Several decomposition procedures have been developed in order to decompose changes in some dependent variable into parts that are attributable to changes in characteristics or in coefficients. The original approach by Oaxaca (1973) and Blinder (1973) applies to the linear regression case. However, when studying changes in collective bargaining coverage, the dependent variable is binary and thus a non-linear parametric model is required. For this case Fairlie (1999, 2005) develops a decomposition approach on which this study is based.

We want to decompose changes in collective bargaining coverage over time. Adapting Fairlie’s method to our application, the decomposition reads:
${\overline{Y}}_{2006}-{\overline{Y}}_{2001}=\underset{\text{Residual}}{\underbrace{\left[{\displaystyle \sum _{i=1}^{{N}^{06}}\frac{F\left({X}^{06}{\widehat{\beta}}^{06}\right)}{{N}^{06}}}-{\displaystyle \sum _{i=1}^{{N}^{06}}\frac{F\left({X}^{06}{\widehat{\beta}}^{01}\right)}{{N}^{06}}}\right]}}+\underset{\text{Characteristics}}{\underbrace{{\displaystyle \sum _{i=1}^{{N}^{06}}\frac{F\left({X}^{06}{\widehat{\beta}}^{01}\right)}{{N}^{06}}}-{\displaystyle \sum _{j=1}^{{N}^{01}}\frac{F\left({X}^{01}{\widehat{\beta}}^{01}\right)}{{N}^{01}}}}}$[1]where *X* is the covariates matrix and *β* is the coefficients vector. In this case, the function *F* corresponds to the standard normal cumulative density function, corresponding to a probit model. The shorthand notation 01 refers to the year 2001 and likewise 06 to the year 2006. *N*^{06} and *N*^{01} denote the sample sizes of the two years. Hats refer to estimated values. The hypothetical value $F\left({X}^{06}{\widehat{\beta}}^{01}\right)$ estimates the propensity of being covered by collective bargaining for individuals with characteristics from 2006 as if they had lived in the labour market of 2001. We estimate all the decompositions separately for males and females and for East and West Germany. For all covariates we take differences to their 2001 means within the corresponding subsample (males/females; East/West). This allows us to interpret changes in the constant as changes over time.
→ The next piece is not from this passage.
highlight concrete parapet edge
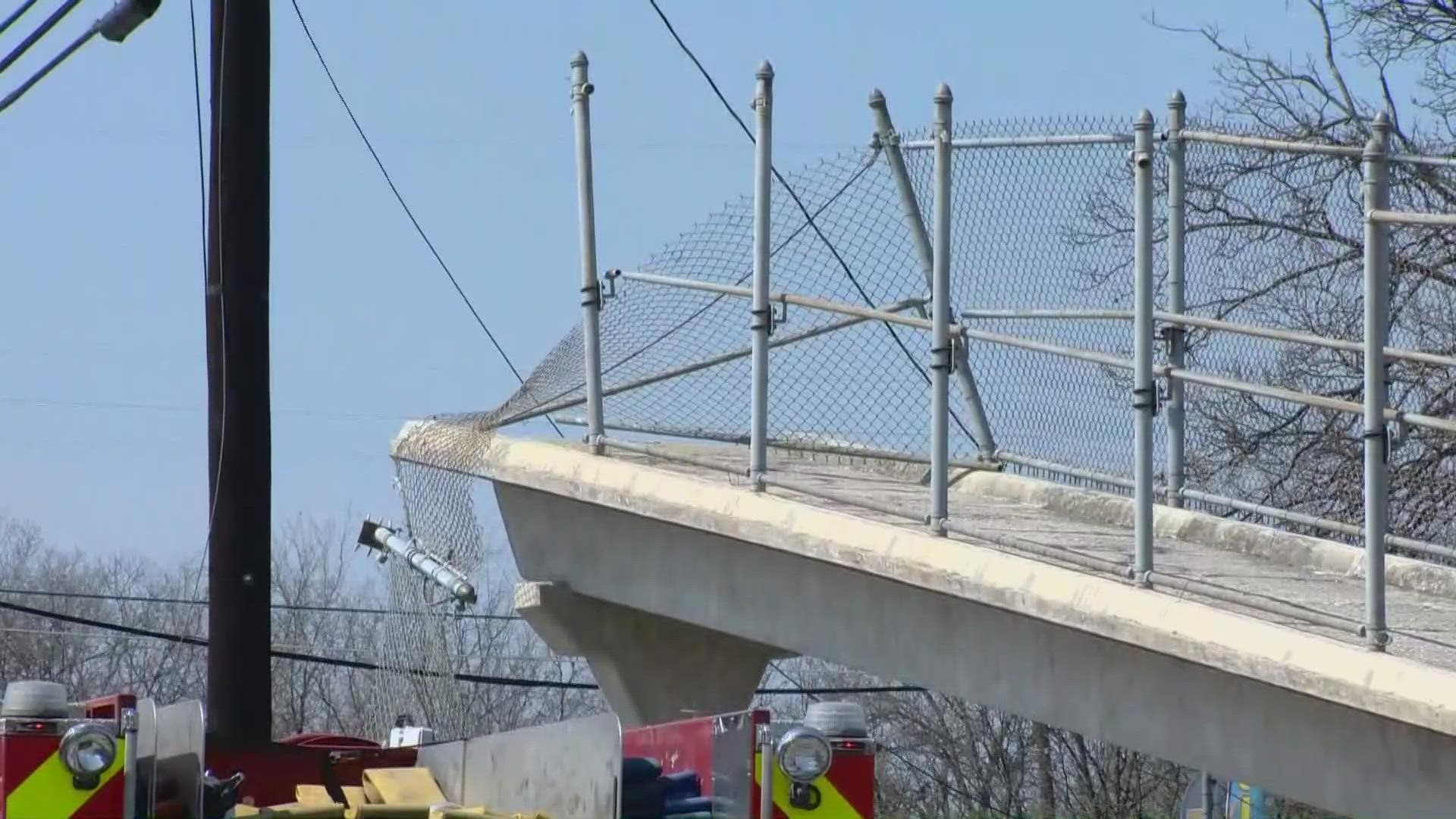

The second term in eq. [1] is called the “characteristics effect” as it represents differences in the outcome variable that occur due to the differences in the distributions of *X* (Fairlie 2005: 307). The first term in brackets captures those differences that occur due to changes in the coefficients and in the constant. In case there were relevant factors which are unobserved to the researcher, the constant would be affected. In this case, also the coefficients could be biased in case the unobservables correlate with the covariates. For this reason, the corresponding first term of the decomposition is usually labelled “residual” term or “unexplained” part (Fairlie 2005: 307; Schnabel and Wagner 2007).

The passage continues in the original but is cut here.